Hello, fellow Monks! I am not a mathematician, so I am sure there's a word for this out there. I want to generate every possible combination of words taken from an array. The array will have words, I want it to be like this: @array = qw( hey foo bar ); Output:
hey
foo
bar
hey foo
hey bar
hey hey
hey foo bar
hey foo hey
hey foo foo
And so on... I would love the ability to control the number of repetitions allowed in the output, and haven't been able to find any module to do so. Data::Random does a nice job of randomly selecting random numbers of elements, but I want a linear way of generating them - It is for a test suite for a program I'm writing right now. Any help would be greatly appreciated!

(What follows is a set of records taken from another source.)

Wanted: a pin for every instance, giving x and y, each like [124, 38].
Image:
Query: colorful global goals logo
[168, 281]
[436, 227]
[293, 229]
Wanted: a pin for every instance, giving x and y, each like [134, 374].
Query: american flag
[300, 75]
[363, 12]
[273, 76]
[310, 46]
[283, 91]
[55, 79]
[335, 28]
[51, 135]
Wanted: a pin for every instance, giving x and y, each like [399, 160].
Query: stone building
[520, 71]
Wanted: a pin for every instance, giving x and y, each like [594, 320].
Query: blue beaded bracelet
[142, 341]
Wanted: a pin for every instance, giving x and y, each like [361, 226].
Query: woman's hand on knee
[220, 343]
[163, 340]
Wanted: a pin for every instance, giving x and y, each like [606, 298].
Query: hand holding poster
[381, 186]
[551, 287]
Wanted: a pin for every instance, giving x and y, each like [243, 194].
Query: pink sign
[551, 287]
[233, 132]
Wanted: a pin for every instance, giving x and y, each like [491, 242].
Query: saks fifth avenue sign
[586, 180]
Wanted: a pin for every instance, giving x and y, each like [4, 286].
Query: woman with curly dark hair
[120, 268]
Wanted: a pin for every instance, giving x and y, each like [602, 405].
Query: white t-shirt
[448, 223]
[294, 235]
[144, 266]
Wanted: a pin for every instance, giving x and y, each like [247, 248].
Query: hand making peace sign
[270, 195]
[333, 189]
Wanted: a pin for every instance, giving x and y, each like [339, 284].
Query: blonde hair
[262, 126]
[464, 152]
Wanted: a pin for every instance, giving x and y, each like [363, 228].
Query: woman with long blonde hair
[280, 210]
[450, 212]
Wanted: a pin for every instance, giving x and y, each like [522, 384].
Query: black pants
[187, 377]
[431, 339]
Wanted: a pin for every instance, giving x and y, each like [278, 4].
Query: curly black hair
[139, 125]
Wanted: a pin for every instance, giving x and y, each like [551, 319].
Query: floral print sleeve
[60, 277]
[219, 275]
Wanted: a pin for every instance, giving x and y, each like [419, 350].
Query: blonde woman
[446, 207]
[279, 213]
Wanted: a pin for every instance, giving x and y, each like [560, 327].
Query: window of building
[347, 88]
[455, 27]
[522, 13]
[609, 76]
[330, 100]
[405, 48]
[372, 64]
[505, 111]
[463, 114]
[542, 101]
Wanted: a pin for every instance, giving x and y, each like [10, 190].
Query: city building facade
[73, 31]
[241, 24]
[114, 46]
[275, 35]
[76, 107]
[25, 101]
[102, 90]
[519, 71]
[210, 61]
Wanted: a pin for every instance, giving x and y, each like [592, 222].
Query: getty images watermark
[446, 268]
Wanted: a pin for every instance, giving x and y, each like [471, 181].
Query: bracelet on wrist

Replies are listed 'Best First'.
Re: Generating sequence of words
by PodMaster (Abbot) on Aug 13, 2003 at 08:04 UTC
      Those are a helpful start for a search, but he did say combinations, not permutations. The string "foo foo foo" is a valid combination but would not be a valid permutation of qw(hey foo bar).

      --
      [ e d @ h a l l e y . c c ]

Re: Generating sequence of words
by cchampion (Curate) on Aug 13, 2003 at 10:11 UTC
      ++ cchampion!
      Thanks for the helpful nodes, and everyone, now that I know the word is "permutation", I can super search for it and come up with more nodes. Thanks again!
        After some research, I have decided that the word "permutation" is not what I wanted, and halley's comment about my looking for "combinations" is correct.
        This node: http://www.perlmonks.org/index.pl?node_id=128286
        Does everything I want, thanks again tye!
Re: Generating sequence of words
by sgifford (Prior) on Aug 13, 2003 at 07:11 UTC
    Here's one way:
    #!/usr/bin/perl -w use strict; use vars qw(@array); @array = qw( hey foo bar ); combinations(scalar(@array), [], \@array); sub combinations { my($count,$sofar,$remaining)=@_; if (!$count) { print join(" ",@$sofar),"\n"; return; } combinations($count-1,[@$sofar],[@$remaining]); foreach my $r (@$remaining) { combinations($count-1,[@$sofar, $r], [@$remaining]); } }

    It's a recursive technique that selects all possibilities for each position in the output array, including leaving it empty. Each call to combinations iterates through all possible values for the current position, then calls itself to determine what can go in the subsequent positions.

    A possible bug is that it outputs all of ('foo','',''), ('','foo',''), and ('','','foo'), even though all are the single word 'foo'. If that's a problem, you can store the combinations into an array then filter out duplicates.